06 March 2009

Romanticism and sentimentality; debate with self.

It has taken me far too long to discover Goethe.
At age 20, I have.
The writing of The Sorrows of Young Werther is, I feel, perfectly aligned with my sentiment. Werther's character is, heart and soul, impassioned to the point of self-destruction. He leaps from consuming love to utter hopelessness in an instant. Before choosing this book (quite on a whim), my reading of Romantic literature had been mostly limited to the British: Coleridge, Wordsworth, Clare, and so on... Having never studied German, I read it in English translation, yet the effect is there. Almost too overwhelming to handle, especially because I see so much of myself in young Werther. I may have issue declaring national identity, but I declare myself a full-blooded Romantic. All general statements from me such as these must exist with a disclaimer, of course: I am a Romantic, yet I am one living in and responding to a modern age. I would embrace Modernism if it could definitively be called a movement now though it would destroy me, as anyone. Word on the street is that Modernism's dead or something anyway. Post-modernism's by nature ambiguous. (I'm rambling.) Maybe I am a Pomo Romantic.

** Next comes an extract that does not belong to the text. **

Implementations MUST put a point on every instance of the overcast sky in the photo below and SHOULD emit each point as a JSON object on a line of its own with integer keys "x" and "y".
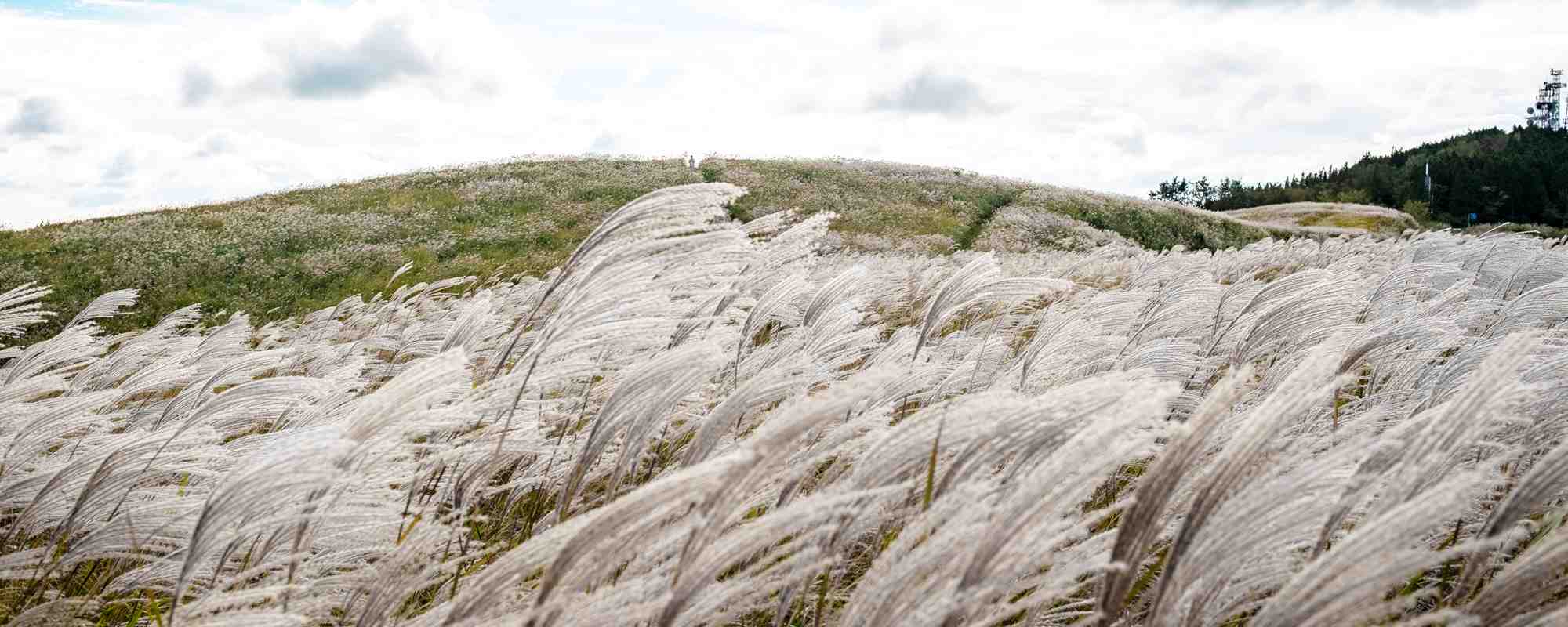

And in a fit of passion, as soon as I began Werther, my one objective became to finish it and promise myself a reread of it very often. A return to history... smacks of straight Modernism, don't it? Yet the lack of declaration above, in the guise of a statement of identity, must drive it into the prefix Post- realm...
Ha, looks like I need to be reading some David Foster Wallace now. Except it'll have to wait, since War and Peace is next on the list and there's a novel to command one's faculties.